Network equipment giant Juniper is to excise its ScreenOS firewall operating system of the flawed ctyptographic functions that enabled attackers to compromise the security of the software.
ScreenOS is built into Juniper’s firewall, virtual private networking (VPN) and traffic-shaping products as a specialised, hardened operating system intended to maximise their security. The company rushed out a patch after the flaws were discovered and publicised just before Christmas. The software came with Juniper’s 2004 purchase of firewall appliance maker NetScreen.
According to Bob Worrall, senior vice president and chief information officer (CIO) of Juniper, no other flaws have arisen following an audit of the code – which also encompassed Junos, its FreeBSD-based operating system used in the company’s networking hardware – but the company will re-write the offending sections of code anyway.
“In addition to removing the unauthorised code and making patched releases available, Juniper undertook a detailed investigation of ScreenOS and Junos OS source code,” wrote Worrall in a blog posting. “A respected security organisation was brought in to assist with this investigation. After a detailed review, there is no evidence of any other unauthorised code in ScreenOS nor have we found any evidence of unauthorised code in Junos OS.”

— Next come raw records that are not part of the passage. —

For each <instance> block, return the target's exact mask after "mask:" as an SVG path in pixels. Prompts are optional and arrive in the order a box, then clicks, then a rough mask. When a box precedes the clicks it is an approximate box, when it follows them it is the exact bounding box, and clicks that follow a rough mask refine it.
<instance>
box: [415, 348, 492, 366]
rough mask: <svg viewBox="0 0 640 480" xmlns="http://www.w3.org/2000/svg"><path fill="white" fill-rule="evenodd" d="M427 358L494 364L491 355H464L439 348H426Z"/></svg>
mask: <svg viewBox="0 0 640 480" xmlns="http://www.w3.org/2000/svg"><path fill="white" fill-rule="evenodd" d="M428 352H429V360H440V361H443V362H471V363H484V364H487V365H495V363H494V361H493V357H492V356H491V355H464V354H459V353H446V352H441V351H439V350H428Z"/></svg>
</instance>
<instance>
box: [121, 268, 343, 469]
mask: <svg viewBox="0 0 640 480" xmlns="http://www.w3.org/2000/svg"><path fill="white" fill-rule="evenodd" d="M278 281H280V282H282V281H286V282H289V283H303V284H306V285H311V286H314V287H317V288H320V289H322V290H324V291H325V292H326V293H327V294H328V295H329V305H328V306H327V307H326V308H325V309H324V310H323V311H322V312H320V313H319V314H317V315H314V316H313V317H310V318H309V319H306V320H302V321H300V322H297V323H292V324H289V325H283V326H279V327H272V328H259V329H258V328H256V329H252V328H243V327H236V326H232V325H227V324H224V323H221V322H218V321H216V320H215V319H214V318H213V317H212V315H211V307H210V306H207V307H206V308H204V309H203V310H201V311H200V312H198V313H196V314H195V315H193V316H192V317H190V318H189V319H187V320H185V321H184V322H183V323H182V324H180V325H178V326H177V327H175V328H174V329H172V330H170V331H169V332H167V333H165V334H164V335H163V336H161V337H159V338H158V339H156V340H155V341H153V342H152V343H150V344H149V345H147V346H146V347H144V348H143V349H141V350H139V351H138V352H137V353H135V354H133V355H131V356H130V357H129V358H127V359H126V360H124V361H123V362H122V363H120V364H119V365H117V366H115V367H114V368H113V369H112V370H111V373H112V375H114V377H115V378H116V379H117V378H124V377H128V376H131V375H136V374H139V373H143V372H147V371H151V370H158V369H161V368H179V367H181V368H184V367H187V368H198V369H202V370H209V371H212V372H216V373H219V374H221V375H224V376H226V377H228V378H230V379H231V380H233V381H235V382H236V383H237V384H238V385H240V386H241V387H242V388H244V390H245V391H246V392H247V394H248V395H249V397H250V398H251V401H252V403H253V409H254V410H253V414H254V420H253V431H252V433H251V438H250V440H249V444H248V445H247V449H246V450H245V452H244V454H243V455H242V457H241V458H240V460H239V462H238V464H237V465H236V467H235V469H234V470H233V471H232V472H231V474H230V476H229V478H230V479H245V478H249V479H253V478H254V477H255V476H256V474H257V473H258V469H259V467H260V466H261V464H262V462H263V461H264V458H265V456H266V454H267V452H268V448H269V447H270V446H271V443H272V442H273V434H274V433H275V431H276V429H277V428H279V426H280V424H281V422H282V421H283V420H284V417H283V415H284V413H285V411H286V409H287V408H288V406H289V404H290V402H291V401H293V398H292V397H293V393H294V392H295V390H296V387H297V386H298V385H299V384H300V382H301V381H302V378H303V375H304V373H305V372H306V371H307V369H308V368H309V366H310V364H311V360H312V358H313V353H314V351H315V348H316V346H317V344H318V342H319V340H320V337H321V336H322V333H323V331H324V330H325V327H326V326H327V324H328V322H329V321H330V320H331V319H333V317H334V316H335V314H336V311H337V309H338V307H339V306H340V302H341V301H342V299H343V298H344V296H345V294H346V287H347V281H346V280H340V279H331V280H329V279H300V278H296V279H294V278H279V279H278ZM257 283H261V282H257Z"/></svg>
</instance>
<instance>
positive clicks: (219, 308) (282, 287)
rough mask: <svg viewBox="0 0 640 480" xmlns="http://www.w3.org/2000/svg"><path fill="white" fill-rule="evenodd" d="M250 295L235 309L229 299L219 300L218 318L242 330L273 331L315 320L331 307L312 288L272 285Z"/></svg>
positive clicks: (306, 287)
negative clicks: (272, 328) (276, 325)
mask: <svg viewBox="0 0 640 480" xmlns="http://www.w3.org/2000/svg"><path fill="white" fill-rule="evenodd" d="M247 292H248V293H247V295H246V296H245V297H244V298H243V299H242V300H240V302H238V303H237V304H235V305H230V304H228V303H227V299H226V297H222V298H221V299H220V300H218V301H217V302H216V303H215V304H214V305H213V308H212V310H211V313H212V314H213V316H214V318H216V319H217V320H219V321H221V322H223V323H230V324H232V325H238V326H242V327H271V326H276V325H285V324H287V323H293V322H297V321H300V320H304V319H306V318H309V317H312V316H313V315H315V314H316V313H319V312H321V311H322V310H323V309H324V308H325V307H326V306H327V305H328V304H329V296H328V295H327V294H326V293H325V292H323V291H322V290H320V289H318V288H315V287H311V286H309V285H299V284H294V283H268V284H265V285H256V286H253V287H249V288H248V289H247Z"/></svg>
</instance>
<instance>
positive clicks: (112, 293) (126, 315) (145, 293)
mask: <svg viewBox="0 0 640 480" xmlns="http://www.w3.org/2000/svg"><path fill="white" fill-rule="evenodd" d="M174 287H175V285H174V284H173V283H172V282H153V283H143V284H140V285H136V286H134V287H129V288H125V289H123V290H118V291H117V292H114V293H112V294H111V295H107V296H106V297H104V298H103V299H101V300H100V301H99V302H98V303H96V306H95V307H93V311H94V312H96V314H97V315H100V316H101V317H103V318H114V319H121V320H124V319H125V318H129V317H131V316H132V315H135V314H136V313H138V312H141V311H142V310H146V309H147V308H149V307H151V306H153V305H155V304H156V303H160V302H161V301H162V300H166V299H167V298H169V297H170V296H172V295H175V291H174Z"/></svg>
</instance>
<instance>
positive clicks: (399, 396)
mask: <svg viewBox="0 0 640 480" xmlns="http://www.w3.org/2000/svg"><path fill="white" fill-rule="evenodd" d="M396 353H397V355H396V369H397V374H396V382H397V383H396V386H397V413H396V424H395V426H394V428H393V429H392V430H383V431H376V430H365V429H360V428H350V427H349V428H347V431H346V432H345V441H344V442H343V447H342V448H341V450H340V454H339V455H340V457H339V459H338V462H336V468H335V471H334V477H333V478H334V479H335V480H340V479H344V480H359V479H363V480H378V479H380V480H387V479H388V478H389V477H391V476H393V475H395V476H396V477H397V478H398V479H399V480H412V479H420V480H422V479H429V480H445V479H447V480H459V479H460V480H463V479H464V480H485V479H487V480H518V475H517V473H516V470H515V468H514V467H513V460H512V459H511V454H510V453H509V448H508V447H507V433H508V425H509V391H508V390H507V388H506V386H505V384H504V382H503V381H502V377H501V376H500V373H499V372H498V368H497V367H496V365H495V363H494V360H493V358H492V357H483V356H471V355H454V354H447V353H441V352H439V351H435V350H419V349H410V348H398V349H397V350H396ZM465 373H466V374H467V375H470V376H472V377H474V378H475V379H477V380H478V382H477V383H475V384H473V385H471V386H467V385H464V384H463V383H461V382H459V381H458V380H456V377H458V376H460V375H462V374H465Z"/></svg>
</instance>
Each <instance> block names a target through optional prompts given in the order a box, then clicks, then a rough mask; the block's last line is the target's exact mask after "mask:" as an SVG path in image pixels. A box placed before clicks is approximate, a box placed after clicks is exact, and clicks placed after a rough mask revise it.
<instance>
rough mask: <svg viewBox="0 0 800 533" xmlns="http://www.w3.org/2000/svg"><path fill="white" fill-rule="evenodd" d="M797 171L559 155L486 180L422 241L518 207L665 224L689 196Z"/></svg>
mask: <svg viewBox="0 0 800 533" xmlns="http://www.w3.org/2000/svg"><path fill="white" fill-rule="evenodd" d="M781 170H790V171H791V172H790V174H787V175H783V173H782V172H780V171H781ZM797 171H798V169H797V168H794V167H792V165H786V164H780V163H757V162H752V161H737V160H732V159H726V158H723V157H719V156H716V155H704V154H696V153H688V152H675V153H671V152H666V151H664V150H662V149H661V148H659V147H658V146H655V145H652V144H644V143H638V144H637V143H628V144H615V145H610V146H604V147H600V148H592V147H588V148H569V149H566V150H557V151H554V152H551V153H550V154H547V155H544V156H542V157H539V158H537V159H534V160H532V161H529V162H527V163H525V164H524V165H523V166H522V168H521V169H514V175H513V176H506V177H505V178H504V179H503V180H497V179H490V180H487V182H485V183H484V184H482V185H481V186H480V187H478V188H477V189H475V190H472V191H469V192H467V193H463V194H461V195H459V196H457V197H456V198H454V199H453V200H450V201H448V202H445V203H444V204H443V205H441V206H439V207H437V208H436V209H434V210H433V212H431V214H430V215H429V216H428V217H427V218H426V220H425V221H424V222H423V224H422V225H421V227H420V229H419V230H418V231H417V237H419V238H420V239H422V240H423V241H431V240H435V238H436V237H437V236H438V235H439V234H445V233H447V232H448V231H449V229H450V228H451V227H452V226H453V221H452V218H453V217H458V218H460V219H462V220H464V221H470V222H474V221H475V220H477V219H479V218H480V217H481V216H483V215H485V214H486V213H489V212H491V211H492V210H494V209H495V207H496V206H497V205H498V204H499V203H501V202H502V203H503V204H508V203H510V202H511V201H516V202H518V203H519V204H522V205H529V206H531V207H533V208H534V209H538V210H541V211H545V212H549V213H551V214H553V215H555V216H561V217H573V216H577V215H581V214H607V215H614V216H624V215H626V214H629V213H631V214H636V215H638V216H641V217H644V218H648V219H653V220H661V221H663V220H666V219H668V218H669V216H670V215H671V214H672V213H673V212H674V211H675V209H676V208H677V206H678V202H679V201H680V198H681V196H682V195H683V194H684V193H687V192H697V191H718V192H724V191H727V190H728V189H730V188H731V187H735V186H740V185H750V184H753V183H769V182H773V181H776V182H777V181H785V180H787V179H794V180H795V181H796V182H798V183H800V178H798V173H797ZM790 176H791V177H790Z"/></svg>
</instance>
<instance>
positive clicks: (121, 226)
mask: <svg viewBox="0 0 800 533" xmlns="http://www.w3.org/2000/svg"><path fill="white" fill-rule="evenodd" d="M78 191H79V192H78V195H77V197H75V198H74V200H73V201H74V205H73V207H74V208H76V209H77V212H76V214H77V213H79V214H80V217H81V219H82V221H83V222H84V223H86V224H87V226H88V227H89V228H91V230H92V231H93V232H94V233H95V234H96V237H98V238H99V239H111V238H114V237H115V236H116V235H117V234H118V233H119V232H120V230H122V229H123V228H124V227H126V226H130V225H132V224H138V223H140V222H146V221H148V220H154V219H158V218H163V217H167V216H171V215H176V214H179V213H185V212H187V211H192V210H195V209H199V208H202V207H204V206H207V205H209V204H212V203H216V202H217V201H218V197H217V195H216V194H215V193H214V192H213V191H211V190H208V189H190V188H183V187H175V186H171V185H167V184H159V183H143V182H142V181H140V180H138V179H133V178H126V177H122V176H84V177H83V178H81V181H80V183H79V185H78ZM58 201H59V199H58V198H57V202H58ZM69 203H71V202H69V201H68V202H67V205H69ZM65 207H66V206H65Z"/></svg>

He added: “After a review of commentary from security researchers and through our own continued analysis, we have identified additional changes Juniper will make to ScreenOS to enhance the robustness of the ScreenOS random number generation subsystem.”We will replace Dual_EC and ANSI X9.31 in ScreenOS 6.3 with the same random number generation technology currently employed across our broad portfolio of Junos OS products. We intend to make these changes in a subsequent ScreenOS software release, which will be made available in the first half of 2016.”
The serious security flaws were found by Ralf-Philipp Weinmann, founder and CEO of German security research company Comsecuris, who suggested that the US National Security Agency might be either directly or indirectly responsible for the security breach. According to Weinmann, the code found in ScreenOS was a re-purposed decryption backdoor widely believed to have been created by the NSA. Weimann published his findings in a technical blog posting in late December.
Whoever was responsible for the breach exploited weaknesses that the NSA had, according to the leaked Edward Snowden documents, placed in an encryption algorithm called Dual_EC, which Juniper deployed to encrypt VPN traffic traversing its NetScreen firewalls. However, Juniper’s engineers also mis-configured the technology. This enabled the attackers to exploit the weaknesses inherent in Dual_EC, which have been widely known for the best part of a decade.